Mr. Jarvis is leading a team of IMF experts who have been staying in Belarus since October 5 to study the economic situation in the country.
Mr. Myasnikovich confirmed that Belarus was interested to receive $3 billion to $7 billion in an IMF loan, according to the press office of the Council of Ministers.
The meeting focused on the Belarusian government’s economic policy, forecasts for the development of the Belarusian economy in 2012 and prospects for further cooperation between the country and the IMF.
The economic policy conducted by the government takes into account the recommendations laid out in the concluding statement of the Fund’s post-program monitoring mission, the press office said, noting that Belarus had a zero-budget deficit in the first eight months of this year.
The government promises that the amount of money printed to finance its programs would not exceed four percent of the country’s Gross Domestic Product this year. Measures have been taken to secure a single equilibrium exchange rate of the Belarusian rubel, including the introduction of the additional trading session at the Belarusian Currency and Stock Exchange.
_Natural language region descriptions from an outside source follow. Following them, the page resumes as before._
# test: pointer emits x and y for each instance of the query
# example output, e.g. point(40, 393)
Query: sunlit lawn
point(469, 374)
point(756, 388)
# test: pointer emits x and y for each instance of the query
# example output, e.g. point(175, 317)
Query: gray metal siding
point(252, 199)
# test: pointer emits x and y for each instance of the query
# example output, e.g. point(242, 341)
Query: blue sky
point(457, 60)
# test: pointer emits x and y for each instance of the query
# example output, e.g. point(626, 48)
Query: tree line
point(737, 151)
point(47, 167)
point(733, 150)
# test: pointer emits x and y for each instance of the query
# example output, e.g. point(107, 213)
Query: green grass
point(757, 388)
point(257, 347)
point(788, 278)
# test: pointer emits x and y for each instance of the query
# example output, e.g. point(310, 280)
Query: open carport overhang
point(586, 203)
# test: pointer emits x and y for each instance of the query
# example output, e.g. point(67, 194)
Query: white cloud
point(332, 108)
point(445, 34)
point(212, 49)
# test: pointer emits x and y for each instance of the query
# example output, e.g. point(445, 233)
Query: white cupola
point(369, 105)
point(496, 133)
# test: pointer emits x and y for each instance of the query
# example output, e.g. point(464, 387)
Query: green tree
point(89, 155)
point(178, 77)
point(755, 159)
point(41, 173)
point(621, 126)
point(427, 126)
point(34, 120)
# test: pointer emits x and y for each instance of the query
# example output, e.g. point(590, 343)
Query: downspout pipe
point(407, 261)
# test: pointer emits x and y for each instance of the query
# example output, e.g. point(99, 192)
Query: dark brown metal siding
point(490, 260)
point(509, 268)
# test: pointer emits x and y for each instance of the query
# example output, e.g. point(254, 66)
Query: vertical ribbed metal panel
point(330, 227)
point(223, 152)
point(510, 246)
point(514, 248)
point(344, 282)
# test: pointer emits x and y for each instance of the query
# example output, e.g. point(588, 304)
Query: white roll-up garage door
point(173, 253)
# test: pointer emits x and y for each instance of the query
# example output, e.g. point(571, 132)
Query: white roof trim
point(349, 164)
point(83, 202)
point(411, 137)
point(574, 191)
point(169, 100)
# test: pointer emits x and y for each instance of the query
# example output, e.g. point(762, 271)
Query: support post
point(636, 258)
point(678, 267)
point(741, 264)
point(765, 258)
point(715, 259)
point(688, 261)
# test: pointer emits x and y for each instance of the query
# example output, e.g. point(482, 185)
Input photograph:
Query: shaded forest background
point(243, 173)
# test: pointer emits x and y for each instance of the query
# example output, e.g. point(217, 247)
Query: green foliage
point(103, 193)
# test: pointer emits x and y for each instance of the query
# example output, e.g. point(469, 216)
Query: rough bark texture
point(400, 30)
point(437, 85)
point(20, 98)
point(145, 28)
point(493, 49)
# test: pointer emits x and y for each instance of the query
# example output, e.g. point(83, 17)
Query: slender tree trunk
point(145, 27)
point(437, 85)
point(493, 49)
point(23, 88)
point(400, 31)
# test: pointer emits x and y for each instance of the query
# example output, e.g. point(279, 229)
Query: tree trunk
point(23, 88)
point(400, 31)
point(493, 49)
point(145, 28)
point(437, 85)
The government has nearly completed the establishment of the Development Bank, which will be used to finance state programs and is expected to start operation in the near future. The National Investment and Privatization Agency has already started operation and is working to prepare eight state-owned enterprises selected by World Bank experts for privatization.
The system of providing state targeted aid to the needy has also been improved, according to the press office.
Mr. Myasnikovich promised that the government and the National Bank would continue conducting tight monetary and fiscal policies and sharply limit the printing of money for financing state programs in 2012. The government expects an export surplus of $1.8 billion and a zero-deficit budget next year, he said, adding that much attention would be devoted to further economic liberalization, its restructuring and the development of the private sector.